What Should Teams Do with These Findings?

Teams need to treat LLM outputs as session-bound reasoning rather than persistent memory. The absence of post-exposure recall shows that prompt-level injection does not create durable storage. Risk assessments need to focus on real-time generation behavior instead of assumed latent memory.

Teams need to distinguish hallucination from leakage during internal audits. Incorrect answers reflect generative uncertainty, not factual persistence. Separating fabrication from retention prevents misclassification of model behavior and improves incident response accuracy.

Search-enabled and search-disabled benchmarking need to become a standard validation method. Correctness that disappears after retrieval removal confirms dependency on live search rather than internal knowledge storage. 

Refusal-first behavior represents a measurable safety advantage. Systems that decline uncertain questions reduce speculative outputs and limit misinformation exposure. Uncertainty handling patterns need to inform model selection and deployment policies.

Post-cutoff testing needs to become a standard validation step. Auditing behavior on events that occur after training cutoffs confirms retrieval dependency and rules out delayed leakage. Continuous verification ensures that exposure does not translate into unintended knowledge persistence.

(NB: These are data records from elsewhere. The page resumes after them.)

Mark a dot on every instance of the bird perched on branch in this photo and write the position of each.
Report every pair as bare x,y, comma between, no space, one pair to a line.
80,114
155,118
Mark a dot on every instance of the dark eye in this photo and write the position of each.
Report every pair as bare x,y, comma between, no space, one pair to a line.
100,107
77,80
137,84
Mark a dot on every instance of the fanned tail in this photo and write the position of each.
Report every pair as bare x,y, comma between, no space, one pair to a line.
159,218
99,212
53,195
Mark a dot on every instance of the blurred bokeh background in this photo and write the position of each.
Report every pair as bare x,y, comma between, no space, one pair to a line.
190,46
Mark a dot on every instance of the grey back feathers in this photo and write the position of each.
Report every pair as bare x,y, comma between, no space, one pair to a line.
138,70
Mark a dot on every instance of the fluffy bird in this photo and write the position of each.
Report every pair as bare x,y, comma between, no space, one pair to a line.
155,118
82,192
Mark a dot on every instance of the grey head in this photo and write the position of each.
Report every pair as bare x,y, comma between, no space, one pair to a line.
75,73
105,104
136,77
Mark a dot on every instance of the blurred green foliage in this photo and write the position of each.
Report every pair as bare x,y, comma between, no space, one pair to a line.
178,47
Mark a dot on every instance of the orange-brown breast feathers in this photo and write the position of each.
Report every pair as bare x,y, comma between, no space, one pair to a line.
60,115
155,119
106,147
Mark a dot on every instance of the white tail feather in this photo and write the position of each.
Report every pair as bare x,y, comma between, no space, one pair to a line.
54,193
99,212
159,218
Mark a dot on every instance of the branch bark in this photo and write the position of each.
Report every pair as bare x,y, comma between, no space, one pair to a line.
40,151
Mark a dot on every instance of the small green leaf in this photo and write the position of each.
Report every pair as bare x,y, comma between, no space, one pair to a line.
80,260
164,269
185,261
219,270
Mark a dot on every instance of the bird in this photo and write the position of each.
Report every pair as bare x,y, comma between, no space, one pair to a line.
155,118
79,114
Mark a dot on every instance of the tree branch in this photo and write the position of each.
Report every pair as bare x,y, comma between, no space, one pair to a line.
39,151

What Are the Limitations of the Study?

Every controlled experiment has constraints. The limitations of this study are listed below.

  • Sample Size and Scope. The constructed question sets are finite and do not capture every possible edge case of exposure or retrieval behavior.
  • Platform Configuration. Evaluated systems operate in production configurations, and internal architecture or memory policies are not fully observable.
  • Temporal Window. Testing occurred within defined evaluation periods and does not measure behavior over extended longitudinal timelines.
  • Exposure Conditions. The answer-injection design simulates prompt-level exposure but does not test external memory tools, fine-tuning pipelines, or system-level persistence mechanisms.

Despite these constraints, the experiments show consistent results across controlled injection and retrieval-removal conditions. No platform reproduced previously unseen non-public or post-cutoff facts after exposure ended. 

The findings establish a clear empirical baseline. Under tested conditions, modern LLMs do not demonstrate direct factual retention or leakage.

Future research needs to expand sample diversity, extend temporal testing windows, and evaluate additional deployment configurations to further validate long-term behavior.